Sejak bercerai dengan Arga memang banyak tetangga bergunjing tentang perpisahan mereka. Banyak yang menyayangkan, apalagi mereka bercerai ketika baru tiga tahun menikah. Tragis, sering Maisha mengutuki nasibnya sendiri.
“Hmm gitu, sebenernya, minggu depan aku ada acara di Malang, kakakku pindah rumah. Kali aja kamu mau sekalian ikut kesana? Siapa tau kamu pengen berkunjung ke orang tuamu, nanti aku barengin baliknya juga.” akhirnya terucap juga tujuan Ferdian menghubungi Maisha dari tadi.
“Maaf, kayaknya nggak bisa Fer, baru juga seminggu yang lalu orang tua aku kesini.” tolak Maisha sopan.
Sebenarnya ia pun merindukan kedua orang tuanya meskipun minggu lalu sudah bertemu, tapi ia tak ingin membuat keluarganya heboh dengan kedatangannya yang tiba-tiba, apalagi jika harus diantar seorang laki-laki.
“Oh gitu, yaudah gapapa nyantai aja, kirain mau.” oceh Ferdi masih dengan senyum nya
”Yaudah kamu buruan istirahat gih, cewek gak boleh banyak begadang.” lanjut Ferdi mencoba tenang.
“Iya, makasih ya udah nawarin tumpangan, next time maybe.”
“Nyantai aja.

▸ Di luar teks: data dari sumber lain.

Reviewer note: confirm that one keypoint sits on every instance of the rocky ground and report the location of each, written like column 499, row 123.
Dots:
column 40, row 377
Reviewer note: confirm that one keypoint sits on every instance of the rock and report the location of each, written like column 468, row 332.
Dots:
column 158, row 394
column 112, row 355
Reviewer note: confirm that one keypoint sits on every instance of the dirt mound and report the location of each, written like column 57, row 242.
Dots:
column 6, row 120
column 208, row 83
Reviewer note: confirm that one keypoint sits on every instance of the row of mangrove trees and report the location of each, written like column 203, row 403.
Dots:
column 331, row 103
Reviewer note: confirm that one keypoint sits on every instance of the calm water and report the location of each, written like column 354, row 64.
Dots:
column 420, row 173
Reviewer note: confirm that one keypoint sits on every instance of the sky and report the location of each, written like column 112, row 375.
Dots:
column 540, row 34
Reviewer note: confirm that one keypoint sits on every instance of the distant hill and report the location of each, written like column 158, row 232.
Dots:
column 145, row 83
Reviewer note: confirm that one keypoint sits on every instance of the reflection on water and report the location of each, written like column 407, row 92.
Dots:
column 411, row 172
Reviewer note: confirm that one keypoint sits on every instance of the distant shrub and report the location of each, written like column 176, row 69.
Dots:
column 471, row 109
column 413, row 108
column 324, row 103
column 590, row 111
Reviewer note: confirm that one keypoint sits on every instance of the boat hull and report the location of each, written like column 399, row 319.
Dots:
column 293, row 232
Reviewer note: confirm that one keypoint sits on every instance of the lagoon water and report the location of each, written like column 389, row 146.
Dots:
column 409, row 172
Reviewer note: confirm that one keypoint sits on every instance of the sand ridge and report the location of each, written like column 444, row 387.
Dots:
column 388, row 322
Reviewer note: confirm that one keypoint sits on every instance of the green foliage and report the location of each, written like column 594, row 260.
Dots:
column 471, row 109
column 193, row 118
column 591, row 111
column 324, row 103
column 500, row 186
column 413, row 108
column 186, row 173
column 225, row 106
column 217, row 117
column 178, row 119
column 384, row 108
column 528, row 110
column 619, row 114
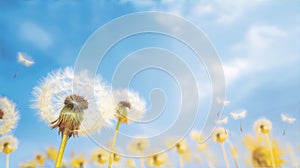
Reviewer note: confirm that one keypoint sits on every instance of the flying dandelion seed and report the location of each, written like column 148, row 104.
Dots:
column 238, row 116
column 182, row 149
column 79, row 113
column 100, row 156
column 203, row 147
column 223, row 102
column 78, row 162
column 25, row 59
column 288, row 120
column 220, row 135
column 222, row 121
column 9, row 115
column 8, row 144
column 40, row 159
column 129, row 107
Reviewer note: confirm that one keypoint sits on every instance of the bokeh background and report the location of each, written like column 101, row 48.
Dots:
column 257, row 41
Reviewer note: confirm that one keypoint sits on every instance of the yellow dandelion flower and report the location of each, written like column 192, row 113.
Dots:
column 131, row 163
column 220, row 135
column 8, row 115
column 157, row 160
column 69, row 102
column 29, row 164
column 260, row 151
column 138, row 145
column 100, row 156
column 262, row 126
column 8, row 144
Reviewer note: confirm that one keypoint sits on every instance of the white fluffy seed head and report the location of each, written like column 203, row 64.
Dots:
column 9, row 115
column 8, row 144
column 50, row 96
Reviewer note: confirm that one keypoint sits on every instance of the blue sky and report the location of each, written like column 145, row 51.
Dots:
column 257, row 41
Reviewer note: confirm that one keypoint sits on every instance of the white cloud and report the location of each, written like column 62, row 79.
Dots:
column 35, row 35
column 219, row 11
column 263, row 49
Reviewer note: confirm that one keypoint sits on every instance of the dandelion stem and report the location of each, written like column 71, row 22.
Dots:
column 225, row 155
column 61, row 150
column 111, row 155
column 271, row 149
column 142, row 163
column 180, row 161
column 7, row 160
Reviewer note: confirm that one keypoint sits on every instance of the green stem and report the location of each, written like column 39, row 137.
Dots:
column 7, row 160
column 61, row 151
column 225, row 155
column 111, row 155
column 180, row 161
column 142, row 162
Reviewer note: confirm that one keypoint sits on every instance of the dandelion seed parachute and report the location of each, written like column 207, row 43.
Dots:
column 129, row 106
column 220, row 135
column 138, row 146
column 25, row 59
column 9, row 115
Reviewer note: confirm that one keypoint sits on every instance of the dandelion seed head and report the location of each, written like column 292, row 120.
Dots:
column 239, row 114
column 129, row 106
column 8, row 144
column 287, row 119
column 9, row 115
column 262, row 126
column 220, row 135
column 94, row 105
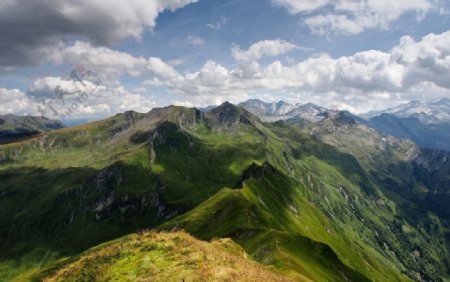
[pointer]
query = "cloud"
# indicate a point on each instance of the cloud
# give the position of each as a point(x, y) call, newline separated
point(32, 30)
point(219, 24)
point(301, 6)
point(261, 49)
point(360, 82)
point(354, 16)
point(110, 64)
point(413, 69)
point(195, 40)
point(14, 101)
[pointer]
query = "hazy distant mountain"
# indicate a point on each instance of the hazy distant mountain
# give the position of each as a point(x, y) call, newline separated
point(436, 111)
point(425, 123)
point(281, 110)
point(330, 201)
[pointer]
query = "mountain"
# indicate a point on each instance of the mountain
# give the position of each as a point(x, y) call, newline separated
point(267, 110)
point(431, 135)
point(165, 256)
point(427, 112)
point(17, 127)
point(330, 200)
point(426, 123)
point(282, 110)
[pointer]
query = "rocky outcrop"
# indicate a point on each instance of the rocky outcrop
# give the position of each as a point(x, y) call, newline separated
point(255, 171)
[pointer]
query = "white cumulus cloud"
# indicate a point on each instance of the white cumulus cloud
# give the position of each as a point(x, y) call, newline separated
point(261, 49)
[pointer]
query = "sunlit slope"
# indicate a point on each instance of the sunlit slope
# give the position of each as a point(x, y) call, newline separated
point(321, 214)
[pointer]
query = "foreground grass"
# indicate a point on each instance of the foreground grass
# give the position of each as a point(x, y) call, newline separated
point(152, 256)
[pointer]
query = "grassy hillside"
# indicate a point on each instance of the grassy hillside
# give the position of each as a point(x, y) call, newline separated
point(311, 209)
point(152, 256)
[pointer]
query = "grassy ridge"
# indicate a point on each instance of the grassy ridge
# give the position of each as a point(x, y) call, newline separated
point(310, 210)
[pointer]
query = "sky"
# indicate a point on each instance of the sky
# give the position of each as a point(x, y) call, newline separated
point(85, 60)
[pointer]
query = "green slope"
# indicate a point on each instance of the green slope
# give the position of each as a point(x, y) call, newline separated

Sudah saba buruan tidur sana aku tutup ya.. Assalamualaikum.”
“Wa’alaikumsalam.” Maisha langsung mematikan ponselnya.
Benaknya masih menerawang kemana-mana, mencoba menerka maksud Ferdian yang sepertinya mendekatinya. Sudah dua tahun lebih Maisha menjadi orang tua tunggal dan dia sudah hafal betul bagaimana gelagat pria yang mencoba mengambil hatinya.
Bahkan beberapa kali ia menjaga jarak dengan sejumlah pria yang mencoba mendekatinya, bahkan orang tuanya berkali-kali mencoba menjodohkannya dengan pria kenalan mereka.
Ditempat lain, Ferdian pun masih bimbang dengan hatinya, ia bahkan menatap lama layar ponselnya yang menampilkan foto profil Maisha dari salah satu akun sosial medianya. Sudah lama ia menutup hati sejak kepergian mendiang Imelda.
Tapi dua hari yang lalu ia merasakan getaran yang berbeda sejak bertemu lagi dengan Maisha, cinta dimasa remajanya. Begitu tau Maisha sudah berpisah dengan pasangannya, ia makin gusar tak karuan, ada rasa sesak sekaligus rasa ingin melindungi pada wanita manis itu.